However, another $6 million of luxury cars including eight more Mercedes-Benz and a Rolls Royce with varying personalised plates from GOOD to EVIL, GOD, STONED, HACKER and MAFIA, remain locked up by the authorities.

Bram Van Der Kolk gets $10,000 for living expenses and a 2005 Mercedes Benz A170, while the company Megastuff was released $74,000 to pay creditors.

Dotcom is also enjoying relaxed bail conditions which allow him access to the internet and permission to go for a 90 minute swim each day in the pool of the $40 million mansion he rents.

Dotcom has confirmed he will use the new found freedoms to record a dance album - any profits would help pay his legal fees, he said.

Dotcom, 38, the founder of file-sharing company Megaupload, and his three co-accused, Finn Batato, Mathias Ortmann and van der Kolk, all German born, are now awaiting extradition hearings.

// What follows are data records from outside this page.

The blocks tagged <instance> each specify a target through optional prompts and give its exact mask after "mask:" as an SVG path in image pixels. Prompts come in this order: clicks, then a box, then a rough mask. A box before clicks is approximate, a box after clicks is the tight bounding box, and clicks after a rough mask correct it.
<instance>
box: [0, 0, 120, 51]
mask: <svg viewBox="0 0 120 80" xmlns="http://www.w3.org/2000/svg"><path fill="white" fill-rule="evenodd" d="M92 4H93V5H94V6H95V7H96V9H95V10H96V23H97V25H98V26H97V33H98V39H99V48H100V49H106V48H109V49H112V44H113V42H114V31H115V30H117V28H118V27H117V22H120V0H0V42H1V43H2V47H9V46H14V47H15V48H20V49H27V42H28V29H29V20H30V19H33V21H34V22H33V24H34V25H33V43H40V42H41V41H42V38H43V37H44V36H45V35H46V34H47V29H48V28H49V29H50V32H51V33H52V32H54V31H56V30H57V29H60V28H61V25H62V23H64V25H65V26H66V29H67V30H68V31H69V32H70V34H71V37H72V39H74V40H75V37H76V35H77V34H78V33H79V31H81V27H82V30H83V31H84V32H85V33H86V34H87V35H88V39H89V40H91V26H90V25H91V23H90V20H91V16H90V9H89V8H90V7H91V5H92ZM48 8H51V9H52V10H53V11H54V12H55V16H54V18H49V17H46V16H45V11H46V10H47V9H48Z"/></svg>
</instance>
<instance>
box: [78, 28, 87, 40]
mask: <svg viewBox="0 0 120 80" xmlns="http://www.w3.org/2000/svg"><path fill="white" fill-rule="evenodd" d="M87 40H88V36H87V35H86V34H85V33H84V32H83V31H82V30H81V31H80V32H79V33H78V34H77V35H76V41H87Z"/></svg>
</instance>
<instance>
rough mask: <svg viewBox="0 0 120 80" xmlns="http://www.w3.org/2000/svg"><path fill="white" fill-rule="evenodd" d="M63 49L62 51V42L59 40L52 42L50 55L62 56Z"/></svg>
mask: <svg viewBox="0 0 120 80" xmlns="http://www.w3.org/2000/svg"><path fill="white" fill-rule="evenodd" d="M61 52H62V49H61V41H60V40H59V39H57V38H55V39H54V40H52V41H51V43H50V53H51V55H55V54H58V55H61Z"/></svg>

Lawyers acting for the US have said they will argue Dotcom should be extradited because he was a member of an organised criminal group, which carries a sentence of five years.

However, in another paperwork mishap, United States district court judge Liam O'Grady, is reported to have said he didn't know if ''we are ever going to have a trial in this matter'' after being told Dotcom's file-sharing company had never been formally served with criminal papers by the US.